On May 13, Chukwuemeka Akachi—a college senior—committed suicide following months of dark Facebook posts that documented his struggle with depression. The next day, Michael Arowosaiye, a worship leader at a church in Abuja, hanged himself.
In January, a Lagos-based DJ poisoned himself with insecticide after posting a suicide message on Instagram. The Police Rapid Response Squad in Lagos has increased its patrol along the Third Mainland Bridge over the past year due to multiple suicide attempts.
In most cases, the suicidal ideation seems to stem from psychiatric conditions like depression and anxiety, as well as alcohol and drug abuse. Environmental factors such as rising urbanization, economic uncertainty, and unemployment also add to the mix, Ugo said. With more suicide stories publicized on social media, copycat incidents are on the rise, with many cases involving an insecticide called “Sniper.”
Zunzika Thole-Okpo with the Abuja-based Gede Foundation said many suicidal people remain quiet due to the social stigma surrounding mental illness. She pointed to the negative comments that flooded several of Akachi’s posts on his Facebook page.
“People’s responses would make anyone going through the same thing think twice, like ‘Why would I seek for help if they’re talking to somebody that’s asking for help this way?’”
The foundation hopes to change that trend and has partnered with U.K.-based Basic Needs to educate Nigerians on mental health disorders. Gede has also worked with local and religious authorities and healthcare providers to identify patients and provide treatment.
Thole-Okpo said such partnerships have proven essential, especially in cases where misguided religious beliefs contribute to the stigma. “We had a case where a woman was tied to a pole inside a church for over three years because she was schizophrenic, and they were just praying for her, thinking she had demons.”

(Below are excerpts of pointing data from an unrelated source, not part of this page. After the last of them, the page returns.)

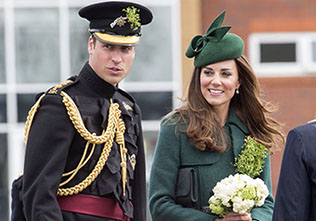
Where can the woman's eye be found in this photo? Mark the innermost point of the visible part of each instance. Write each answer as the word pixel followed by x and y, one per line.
pixel 207 72
pixel 106 46
pixel 226 73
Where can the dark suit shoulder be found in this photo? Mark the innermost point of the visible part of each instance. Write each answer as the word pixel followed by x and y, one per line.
pixel 57 89
pixel 306 130
pixel 125 95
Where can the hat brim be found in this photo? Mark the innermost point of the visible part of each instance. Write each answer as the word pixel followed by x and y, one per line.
pixel 117 40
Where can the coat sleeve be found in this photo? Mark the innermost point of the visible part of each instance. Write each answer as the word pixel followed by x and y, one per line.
pixel 294 188
pixel 265 211
pixel 49 140
pixel 139 186
pixel 163 178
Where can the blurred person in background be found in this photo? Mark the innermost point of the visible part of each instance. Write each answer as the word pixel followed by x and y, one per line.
pixel 207 133
pixel 296 193
pixel 84 146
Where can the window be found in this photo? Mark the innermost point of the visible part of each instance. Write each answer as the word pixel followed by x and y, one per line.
pixel 4 190
pixel 3 108
pixel 283 54
pixel 37 45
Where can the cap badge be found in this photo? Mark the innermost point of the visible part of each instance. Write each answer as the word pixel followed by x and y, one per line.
pixel 127 107
pixel 120 21
pixel 131 15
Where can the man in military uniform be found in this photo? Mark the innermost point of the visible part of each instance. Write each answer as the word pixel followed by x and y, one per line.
pixel 84 137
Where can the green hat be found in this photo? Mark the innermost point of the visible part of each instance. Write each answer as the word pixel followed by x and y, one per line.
pixel 216 45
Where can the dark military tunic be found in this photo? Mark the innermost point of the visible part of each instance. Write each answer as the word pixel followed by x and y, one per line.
pixel 55 147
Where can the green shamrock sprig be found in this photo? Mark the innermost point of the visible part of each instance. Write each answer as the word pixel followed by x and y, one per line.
pixel 252 158
pixel 132 15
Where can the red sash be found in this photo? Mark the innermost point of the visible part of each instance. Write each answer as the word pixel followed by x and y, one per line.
pixel 92 205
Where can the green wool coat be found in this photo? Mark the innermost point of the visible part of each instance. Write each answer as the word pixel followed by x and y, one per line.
pixel 174 151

After losing a friend to suicide in 2013, Christian Pastor Smart Chongo started to organize campaigns and received training in professional counseling. Three years later, he launched a hotline service under the Smart Suicide Prevention Initiative.
Today, he said, the group receives more than 5,000 calls nationwide each month. As a pastor, Chongo acknowledges the link between mental health concerns and religion. When people call in, he connects them with psychological centers, prayer groups, or Islamic clerics, depending on their background.
Yet he noted the need for balance. “If you are sick, you need medical attention and prayers,” he said. “I believe you going for tests to know exactly what’s wrong would help you pray better.”